Principais Mudanças
A Lei nº 14.711/2023 (Marco Legal das Garantias) promoveu alterações no arcabouço legal sobre hipoteca e alienação fiduciária, exigindo a revisão das regras que disciplinam as condições para contratação de operações de crédito imobiliário.
Por meio da Resolução CMN nº 5.197/2024, foi realizada a revisão da Resolução CMN nº 4.676/2018, para:
- Permitir e regulamentar a constituição de mais de uma garantia sobre um mesmo imóvel; e
- Disciplinar a contratação de seguro pelo mutuário, em condições específicas.
Novas Regras sobre as Garantias Imobiliárias
Com a revisão da norma passou a ser expressamente permitida a:
- Extensão da alienação fiduciária e da hipoteca.
- Alienação fiduciária de propriedade superveniente, possibilitando o uso de um mesmo imóvel como garantia em várias operações de crédito.
A nova regulamentação estabelece:
- Condições para compartilhamento de garantias em novas operações de crédito imobiliário.
- Limites de cota de crédito (ou seja, o percentual resultante da razão entre o valor nominal da operação de crédito imobiliário, compreendendo principal e despesas acessórias, e o valor de avaliação do imóvel dado em garantia, apurado na data da contratação); determinando que:
- O prazo da nova operação deve ser igual ou menor que o prazo remanescente da operação original.
- A soma do valor nominal da nova operação e dos saldos devedores das operações anteriores não pode exceder o valor da garantia original.

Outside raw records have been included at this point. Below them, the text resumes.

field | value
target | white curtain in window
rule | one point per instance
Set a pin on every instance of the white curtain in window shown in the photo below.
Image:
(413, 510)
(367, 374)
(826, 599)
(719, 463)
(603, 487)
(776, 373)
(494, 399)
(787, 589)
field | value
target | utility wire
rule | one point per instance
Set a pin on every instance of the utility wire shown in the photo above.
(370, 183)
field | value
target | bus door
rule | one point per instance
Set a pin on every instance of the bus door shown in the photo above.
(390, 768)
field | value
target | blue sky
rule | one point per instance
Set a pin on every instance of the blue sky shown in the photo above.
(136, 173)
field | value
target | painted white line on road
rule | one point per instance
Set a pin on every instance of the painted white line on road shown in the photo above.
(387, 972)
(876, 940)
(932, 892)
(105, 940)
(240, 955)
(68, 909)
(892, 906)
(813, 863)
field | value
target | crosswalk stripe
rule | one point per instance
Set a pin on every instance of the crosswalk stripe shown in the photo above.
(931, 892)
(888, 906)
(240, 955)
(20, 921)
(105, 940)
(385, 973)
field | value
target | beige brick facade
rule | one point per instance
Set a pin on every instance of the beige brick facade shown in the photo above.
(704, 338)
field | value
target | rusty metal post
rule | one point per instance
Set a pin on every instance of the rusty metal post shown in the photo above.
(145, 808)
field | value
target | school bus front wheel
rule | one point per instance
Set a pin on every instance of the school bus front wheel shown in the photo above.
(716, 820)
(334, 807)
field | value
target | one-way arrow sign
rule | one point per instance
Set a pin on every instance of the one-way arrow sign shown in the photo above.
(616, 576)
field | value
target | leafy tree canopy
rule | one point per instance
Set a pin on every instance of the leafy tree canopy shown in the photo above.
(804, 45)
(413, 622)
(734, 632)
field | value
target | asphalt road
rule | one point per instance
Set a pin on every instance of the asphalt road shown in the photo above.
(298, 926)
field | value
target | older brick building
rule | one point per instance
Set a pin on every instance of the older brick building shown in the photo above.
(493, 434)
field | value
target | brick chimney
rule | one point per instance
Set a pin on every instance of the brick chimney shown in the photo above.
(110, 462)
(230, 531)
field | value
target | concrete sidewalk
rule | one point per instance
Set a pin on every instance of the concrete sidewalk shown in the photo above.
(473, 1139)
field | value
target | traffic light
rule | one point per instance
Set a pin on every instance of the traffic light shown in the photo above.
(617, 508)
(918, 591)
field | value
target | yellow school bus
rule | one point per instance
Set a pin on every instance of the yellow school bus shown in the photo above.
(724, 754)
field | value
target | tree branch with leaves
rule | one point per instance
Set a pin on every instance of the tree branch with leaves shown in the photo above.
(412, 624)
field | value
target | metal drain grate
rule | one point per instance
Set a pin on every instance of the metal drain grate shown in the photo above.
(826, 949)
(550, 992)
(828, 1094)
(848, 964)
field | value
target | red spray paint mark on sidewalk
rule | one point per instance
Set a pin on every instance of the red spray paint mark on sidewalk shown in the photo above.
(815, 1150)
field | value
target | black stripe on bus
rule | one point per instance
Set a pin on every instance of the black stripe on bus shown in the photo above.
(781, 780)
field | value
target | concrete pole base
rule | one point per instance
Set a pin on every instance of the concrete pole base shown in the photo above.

- Caso o imóvel sirva como garantia para múltiplas operações, a razão entre a soma dos valores das operações e o valor de avaliação do imóvel não deve ultrapassar o limite de cota de crédito aplicável à operação predominante.
Permite-se, ainda, que as novas operações tenham:
- Condições de remuneração, atualização monetária e amortização distintas daquelas pactuadas na operação original.
Contratação de Seguro
As instituições financeiras podem requerer, em operações de empréstimos a pessoas físicas garantidas por imóveis residenciais, a contratação de seguro com cobertura para morte, invalidez permanente do mutuário e danos ao imóvel.
Caso optem por essa exigência, as instituições devem:
- Garantir a liberdade do mutuário na escolha da apólice de seguro.
- Oferecer apólices de pelo menos dois seguradores diferentes, sendo que ao menos um deles não pode ser controlado ou coligado à instituição financeira.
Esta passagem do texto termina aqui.